Greenpeace’s executive director Phil Radford writes at Huffington Post:
Corporations want to work in secret. It’s what they do, and why they have lawyers. In secret, they can spill, clearcut, burn, and otherwise destroy the environment and local communities while telling the world they’re doing just the opposite. Shell Oil’s legal team is currently working overtime to keep the company’s Arctic work secret from advocacy groups like Greenpeace. It’s a battle that will have implications well beyond the Far North. If Shell ultimately wins the legal battle with us this month, corporate secrecy will have the blessing of a federal court — and America’s First Amendment rights will take a devastating hit.
The thought is chilling.
The Ninth Circuit Court of Appeals in California is currently weighing whether Shell has the right to preemptively stop Greenpeace from protesting Shell’s drilling in the Alaskan Arctic. If the court ultimately rules in Shell’s favor, nothing would stop other corporations from taking the same preemptive action against anyone they saw as likely protesters — from neighborhood groups to Amnesty International. The worst of these suits would eventually be overturned on appeal, but with the precedent set by Shell, anyone who wanted to silence protest outside a convention or a disaster site could do so for the duration of whatever activity they wanted to keep secret.

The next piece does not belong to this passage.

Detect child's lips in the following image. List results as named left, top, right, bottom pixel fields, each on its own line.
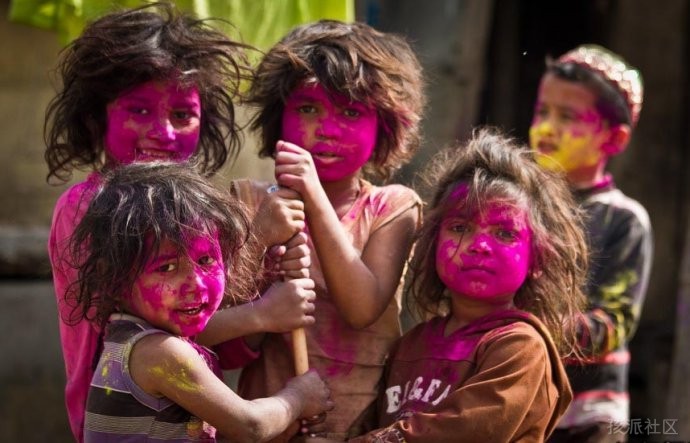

Advocacy groups like Greenpeace adamantly oppose this type of corporate secrecy. We work to bring attention to corporate destruction so people understand the stakes in fights from the Arctic to the Amazon. Our ability to go wherever the planet and its people are in danger is why Greenpeace strikes fear into corporations like Shell, so much so that they will go to extraordinary lengths to stop us from exposing the work it wants to keep secret.

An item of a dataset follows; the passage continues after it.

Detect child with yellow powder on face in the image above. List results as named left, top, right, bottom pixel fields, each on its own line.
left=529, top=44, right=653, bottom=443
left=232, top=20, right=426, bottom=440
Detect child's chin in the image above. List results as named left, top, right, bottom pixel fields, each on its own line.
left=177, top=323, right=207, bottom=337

In February 2012, as Shell prepared to begin what became its disastrous attempt to drill in the Arctic, the company filed an injunction against Greenpeace USA. This came the day after activists associated with Greenpeace New Zealand boarded the Noble Discoverer, one of Shell’s two Arctic class drill rigs. On March 1, 2012, despite the fact that no Greenpeace USA activists were involved in the New Zealand action, a federal judge granted Shell a temporary restraining order and preliminary injunction prohibiting Greenpeace USA from taking action against “Shell’s interests,” including any otherwise lawful activity that might happen within a court-mandated “buffer zone.”
Greenpeace appealed this action, but through the summer 2012 drilling window in which Shell proceeded to “screw up” (according to Interior Secretary Ken Salazar), the Ninth Circuit Court of Appeals considered the case. So by simply mobilizing its lawyers, Shell was able to use the process to keep lawful protest away from the actions it wanted kept secret. Instead of seeing this as an abuse of the system, the three-judge panel rejected our appeal the day after Shell officially abandoned its plans to drill for 2013.